Return to main conference page
Friday, February 21
Fri, Feb 21, 5:15 PM - 6:30 PM
Regency EF
Poster Session 2 and Refreshments

Detecting Data Falsification in Surveys (304017)

*Dhafer Malouche, Yale University 

Keywords: Data, Survey, Quality, Falsification, Duplicates, R, Shiny, Application, Programming, Analysis, Science

Duplications are one of the most concerns in Survey research, and it’s the most observed forms of the falsifications when we perform surveys. Recently Kuriakose and Robbins (2015) have introduced an index called p-match as a percent match index. It computes duplications at the level of each observation and measures the number of duplications when recording this observation.
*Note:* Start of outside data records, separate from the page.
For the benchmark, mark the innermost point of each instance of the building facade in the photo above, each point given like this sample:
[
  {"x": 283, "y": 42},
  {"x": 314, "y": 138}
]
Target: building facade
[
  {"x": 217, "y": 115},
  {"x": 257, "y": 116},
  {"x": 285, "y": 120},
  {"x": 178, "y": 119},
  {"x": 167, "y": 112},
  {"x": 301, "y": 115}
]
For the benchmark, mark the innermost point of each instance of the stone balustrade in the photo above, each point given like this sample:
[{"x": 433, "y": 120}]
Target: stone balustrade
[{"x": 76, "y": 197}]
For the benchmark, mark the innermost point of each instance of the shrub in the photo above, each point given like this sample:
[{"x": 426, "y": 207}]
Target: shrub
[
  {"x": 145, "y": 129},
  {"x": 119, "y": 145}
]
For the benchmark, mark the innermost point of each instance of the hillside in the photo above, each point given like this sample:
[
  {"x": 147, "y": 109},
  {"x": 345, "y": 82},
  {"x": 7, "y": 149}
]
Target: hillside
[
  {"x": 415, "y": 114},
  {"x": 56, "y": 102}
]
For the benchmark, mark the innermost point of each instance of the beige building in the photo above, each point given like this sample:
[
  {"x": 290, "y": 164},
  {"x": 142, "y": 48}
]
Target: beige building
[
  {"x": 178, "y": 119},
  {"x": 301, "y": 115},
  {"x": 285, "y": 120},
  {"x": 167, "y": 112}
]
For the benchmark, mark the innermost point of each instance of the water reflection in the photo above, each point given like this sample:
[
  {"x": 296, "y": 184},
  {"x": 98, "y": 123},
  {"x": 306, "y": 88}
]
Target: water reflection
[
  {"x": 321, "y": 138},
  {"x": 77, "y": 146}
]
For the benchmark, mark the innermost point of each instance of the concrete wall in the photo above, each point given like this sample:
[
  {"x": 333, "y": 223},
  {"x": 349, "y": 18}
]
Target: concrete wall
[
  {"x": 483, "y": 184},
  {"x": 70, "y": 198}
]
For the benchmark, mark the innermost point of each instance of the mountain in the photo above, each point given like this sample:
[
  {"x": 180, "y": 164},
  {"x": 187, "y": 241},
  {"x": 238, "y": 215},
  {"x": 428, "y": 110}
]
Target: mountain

The high values of this index show significant concerns in the collected data. In this paper, we had used this index to measure pairwise duplications. Since this index measures the similarity between any pair of observations, we had then decided to use many other similarity indexes. We also extend the definition of p-match on the disjunctive version of the data. We had also introduced the Expectation-Maximization algorithm to detect the group of pairs of observation that may have a severe issue of duplication. We had chosen to implement these new procedures and indexes in an interactive web interface using the R package Shiny. The result is a Web application that can be used from any web browser without installing any statistical software and without any statistical knowledge.